August 22, 2013

Los Últimos Días (2013)

"2013. A mysterious epidemic spreads across the planet. Humanity develops an irrational fear of open spaces that causes instant death. Soon, the world population is trapped inside buildings."

It's taken me almost a week to get through this Spanish sci-fi adventure, but don't let that put you off because it's not a bad one! For a number of reasons in real life including the heat and babysitting someone else's three cats, I just couldn't get into this movie as much as I wanted to.

Having finished it only a few minutes ago, I don't think we have a classic here, but "Los Últimos Días" (which you don't need to be an Einstein to translate as "The Last Days") is another competent apocalyptic fantasy from David and Àlex Pastor. As a similarly themed but totally unrelated follow-up to "Carriers" (2009), the generic plot is, once again, more concerned with separations and reunions than anything too cerebral, although if you like this subgenre as much as I do, you'll be pleased with it overall.

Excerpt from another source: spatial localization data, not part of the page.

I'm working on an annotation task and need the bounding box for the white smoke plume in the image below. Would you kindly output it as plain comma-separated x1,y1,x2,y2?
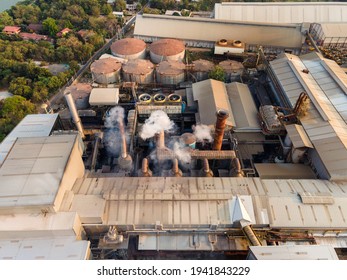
140,110,175,140
105,106,125,128
192,124,213,142
104,106,128,156
173,141,191,164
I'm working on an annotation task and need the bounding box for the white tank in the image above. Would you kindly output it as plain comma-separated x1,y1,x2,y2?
156,60,185,85
149,38,185,64
90,58,122,84
110,38,147,60
122,59,154,84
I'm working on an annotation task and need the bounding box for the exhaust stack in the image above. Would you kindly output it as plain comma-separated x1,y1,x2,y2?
117,116,133,171
138,158,152,177
230,157,244,177
213,110,229,151
64,91,85,139
200,158,214,177
170,158,182,177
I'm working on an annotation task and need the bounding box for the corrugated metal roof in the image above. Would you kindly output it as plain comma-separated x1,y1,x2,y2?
89,88,119,106
0,237,90,260
319,23,347,39
71,176,347,231
254,163,316,179
0,135,83,210
134,14,304,49
0,114,59,166
226,82,260,131
192,79,234,127
248,245,339,260
285,124,313,148
214,2,347,23
270,52,347,180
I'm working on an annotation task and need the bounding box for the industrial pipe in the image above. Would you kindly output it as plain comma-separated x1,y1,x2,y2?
242,225,262,246
170,158,182,177
200,158,214,177
213,110,229,151
64,91,85,139
117,114,133,171
91,132,103,171
138,158,152,177
231,157,244,177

Starring Quim Gutiérrez (yes, that really is his name!) as Marc Delgado, and José Coronado from "The Body" (2012) as Enrique his companion, "Los Últimos Días" is nicely acted but very reminiscent of "The Happening" (2008) at times. With no reason given (but some ecological ones suggested along the way) for why the world's human population has started to drop dead from agoraphobia, our heroes' quest isn't for answers or a cure however, but mainly to reunite Marc with his girlfriend Julia.

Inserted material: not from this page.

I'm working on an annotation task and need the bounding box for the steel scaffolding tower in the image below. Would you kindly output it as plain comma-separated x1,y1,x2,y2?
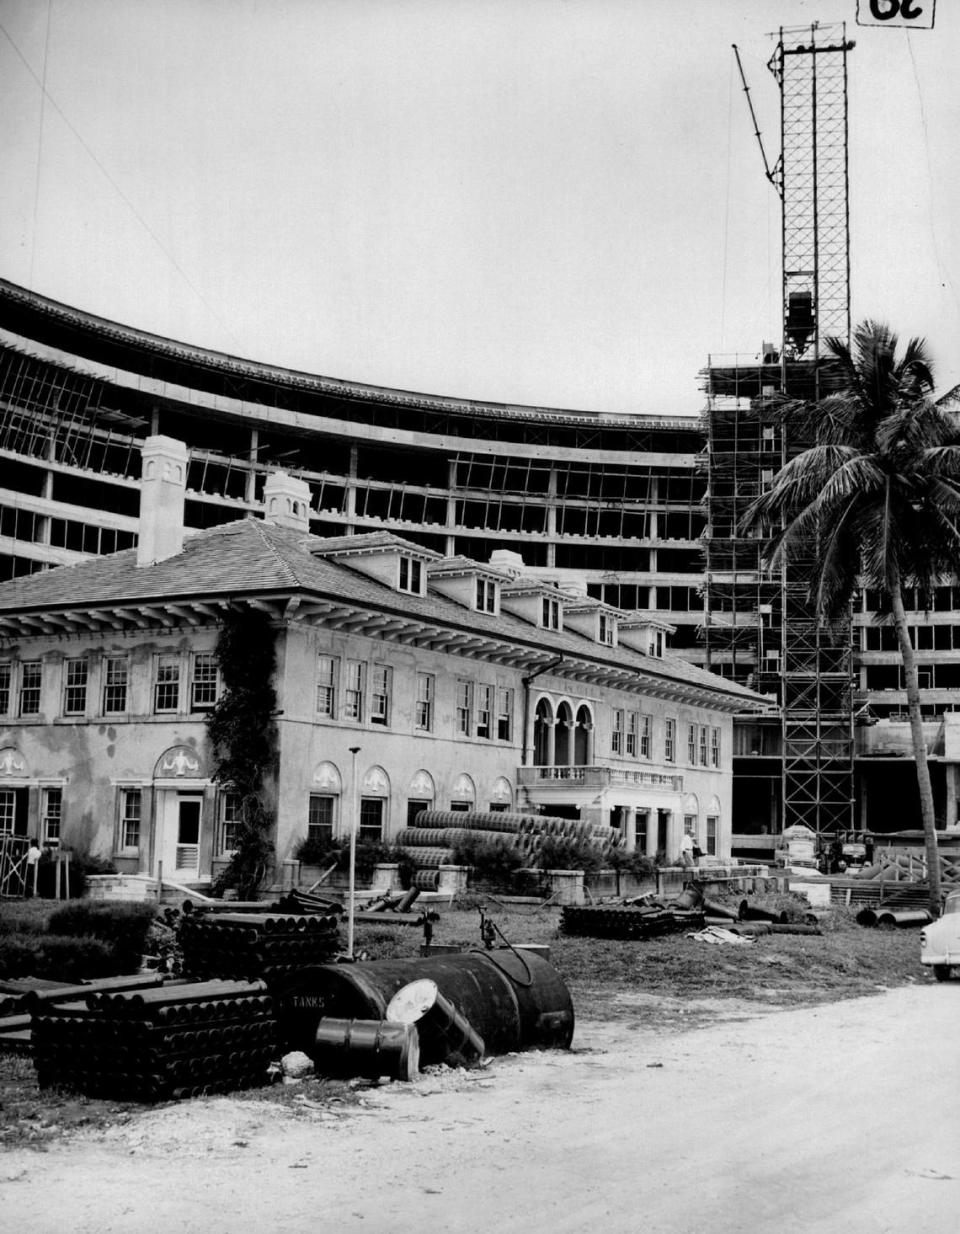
704,23,856,840
773,24,856,837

Rather than being sci-fi per se, the story is set in the present and plays out as a kind of one-sided ancient Greek novel with various problems for the protagonists to overcome. Despite frequent flashbacks, the focus is on the male-bonding between Marc and Enrique in ways which shamelessly homage "The Edge" (1997) while being completely different in intention. I'm not going to spoil it for you, but one scene and its aftermath is a very recognisable borrowing.

To offset the clichéd sausagefest, female eyecandy is mostly provided by gorgeous Marta Etura from "Sleep Tight" (2011) as Julia. Unfortunately, she has very little screen time compared to the importance of her character. To compensate, the two or three fans of "[REC]³ Génesis" (2012) will be pleased to see Leticia Dolera as Julia's friend Andrea, especially as she briefly gets to kick ass again!

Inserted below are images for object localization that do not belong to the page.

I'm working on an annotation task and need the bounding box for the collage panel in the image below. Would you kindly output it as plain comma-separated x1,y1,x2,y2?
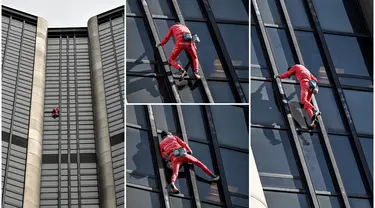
126,105,249,207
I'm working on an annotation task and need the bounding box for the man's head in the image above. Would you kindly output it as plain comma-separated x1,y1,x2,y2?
161,130,172,139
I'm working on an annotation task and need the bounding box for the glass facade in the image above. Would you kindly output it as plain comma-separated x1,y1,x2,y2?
126,0,249,103
251,0,373,207
126,105,249,207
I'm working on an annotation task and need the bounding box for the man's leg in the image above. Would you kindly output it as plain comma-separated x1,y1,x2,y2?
184,154,213,176
170,159,182,193
300,84,315,118
169,45,184,71
186,46,201,79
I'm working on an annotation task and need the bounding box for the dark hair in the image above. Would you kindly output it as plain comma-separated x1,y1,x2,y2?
287,67,292,71
161,131,171,139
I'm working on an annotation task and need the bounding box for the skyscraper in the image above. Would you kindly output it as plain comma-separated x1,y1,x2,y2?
251,0,373,207
2,5,124,207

Beards are very popular in Spain.

The rest of the cast is comprised of Spanish TV actors (mostly from soaps and miniseries) which is de rigueur with these Barcelona-based productions. Spain is now as guilty of overusing their limited supply of actors and actresses as much as Australia, but I'm willing to let that slide. I've recently become very biased in favour of Spanish movies due to their consistently beautiful cinematography and solid characterisation which makes everything in modern American movies look cheap, soulless and amateur.

As most of the claustrophic action takes place in tunnels, sewers, and stairwells, the balance between unrealistic sources of light and being too dark to see what's going on is handled perfectly. There's none of the Zippo lighter being able to illuminate a whole room nonsense here, and bless them, our heroes even mention that trope and find an inventive way around it! There's not a great deal of humour, but there's a lot of such wittiness in the dialogue if you're open to it.

The make-up/wardrobe crew are also to be congratulated for making Marc and Enrique look progressively and realistically filthier. That's the thing here though; there's so much realism that the ridiculousness of their situation can almost be forgotten. Further attention to detail in the set dressing certainly helps to make everything more epic, and it's only a couple of CGI-enhanced views of the city outside which ever give away the modest, non-Hollywood budget.

Inevitably, for all of its good points, "Los Últimos Días" is still not without a few lapses in logic and some blatant contrivances, but it's very easy to willingly suspend your disbelief and just enjoy the ride. Thus, I have no problem with recommending "Los Últimos Días" as a rental or even a purchase once it gets an official US release. At the moment, the only version available is an overpriced Blu-ray import, so you may want to wait for a while.